Limits for users and user groups
Jobs are normally queued on a first-come, first-served (FCFS) basis. It is possible for some users to abuse the system by submitting a large number of jobs; jobs from other users must wait until these jobs complete. Limiting resources by user prevents users from monopolizing all the resources.
Users can submit an unlimited number of jobs, but if they have reached their limit for any resource, the rest of their jobs stay pending, until some of their running jobs finish or resources become available.
If a limit is specified for a user group, the total amount of a resource used by all users in that group is counted.
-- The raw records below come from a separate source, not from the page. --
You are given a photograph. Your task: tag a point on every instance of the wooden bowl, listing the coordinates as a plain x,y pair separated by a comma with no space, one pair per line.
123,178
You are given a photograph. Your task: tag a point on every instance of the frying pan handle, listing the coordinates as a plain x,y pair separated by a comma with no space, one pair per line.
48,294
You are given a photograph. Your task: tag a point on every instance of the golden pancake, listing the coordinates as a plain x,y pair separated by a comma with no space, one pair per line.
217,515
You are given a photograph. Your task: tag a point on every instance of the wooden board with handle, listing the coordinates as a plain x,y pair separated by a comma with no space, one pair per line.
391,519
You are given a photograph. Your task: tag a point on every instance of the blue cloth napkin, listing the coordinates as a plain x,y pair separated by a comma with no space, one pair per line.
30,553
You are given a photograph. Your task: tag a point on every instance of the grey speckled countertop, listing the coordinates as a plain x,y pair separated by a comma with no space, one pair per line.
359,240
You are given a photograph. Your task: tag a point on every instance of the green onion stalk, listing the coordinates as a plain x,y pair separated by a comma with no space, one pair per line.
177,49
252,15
If a user is a member of more than one group, each of that user’s jobs is counted against the limit for all groups to which that user belongs.
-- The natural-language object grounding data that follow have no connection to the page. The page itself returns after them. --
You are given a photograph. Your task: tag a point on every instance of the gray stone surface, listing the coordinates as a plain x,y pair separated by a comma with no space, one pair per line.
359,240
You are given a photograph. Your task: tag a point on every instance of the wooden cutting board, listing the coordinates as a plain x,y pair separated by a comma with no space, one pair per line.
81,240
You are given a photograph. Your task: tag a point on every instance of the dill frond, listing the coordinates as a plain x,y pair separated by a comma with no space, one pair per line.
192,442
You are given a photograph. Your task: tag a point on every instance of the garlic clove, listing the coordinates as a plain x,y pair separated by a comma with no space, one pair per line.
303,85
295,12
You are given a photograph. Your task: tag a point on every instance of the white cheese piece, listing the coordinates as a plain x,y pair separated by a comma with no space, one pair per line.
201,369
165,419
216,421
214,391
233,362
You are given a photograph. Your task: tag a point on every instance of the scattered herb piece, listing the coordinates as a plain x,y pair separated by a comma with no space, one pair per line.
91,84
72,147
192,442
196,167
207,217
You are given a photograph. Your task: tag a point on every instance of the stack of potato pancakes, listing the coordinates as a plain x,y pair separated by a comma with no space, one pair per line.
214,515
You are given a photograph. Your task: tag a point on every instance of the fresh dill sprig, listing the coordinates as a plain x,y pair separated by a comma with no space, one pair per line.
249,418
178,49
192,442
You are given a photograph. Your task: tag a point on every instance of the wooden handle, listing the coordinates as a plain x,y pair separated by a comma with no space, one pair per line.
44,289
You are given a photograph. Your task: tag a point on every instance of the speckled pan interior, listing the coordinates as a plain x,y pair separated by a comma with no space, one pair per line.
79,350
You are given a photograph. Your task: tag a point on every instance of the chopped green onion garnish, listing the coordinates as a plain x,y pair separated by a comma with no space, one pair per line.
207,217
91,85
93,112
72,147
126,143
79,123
Use the keyword all to configure limits that apply to each user or user group in a cluster. This is useful if you have a large cluster but only want to exclude a few users from the limit definition.
You can use ENFORCE_ONE_UG_LIMITS=Y combined with bsub -G to have better control over limits when user groups have overlapping members. When set to Y, only the specified user group’s limits (or those of any parent user group) are enforced. If set to N, the most restrictive job limits of any overlapping user/user group are enforced.
Per-user limits on users and groups
Per-user limits that use the keywords all apply to each user in a cluster. If user groups are configured, the limit applies to each member of the user group, not the group as a whole.
Resizable jobs
When a resize allocation request is scheduled for a resizable job, all resource allocation limits (job and slot) are enforced.
Once the new allocation is satisfied, it consumes limits such as SLOTS, MEM, SWAP and TMP for queues, users, projects, hosts, or cluster-wide. However, the new allocation will not consume job limits such as job group limits, job array limits, and non-host level JOBS limit.
Releasing part of an allocation from a resizable job frees general limits that belong to the allocation, but not the actual job limits.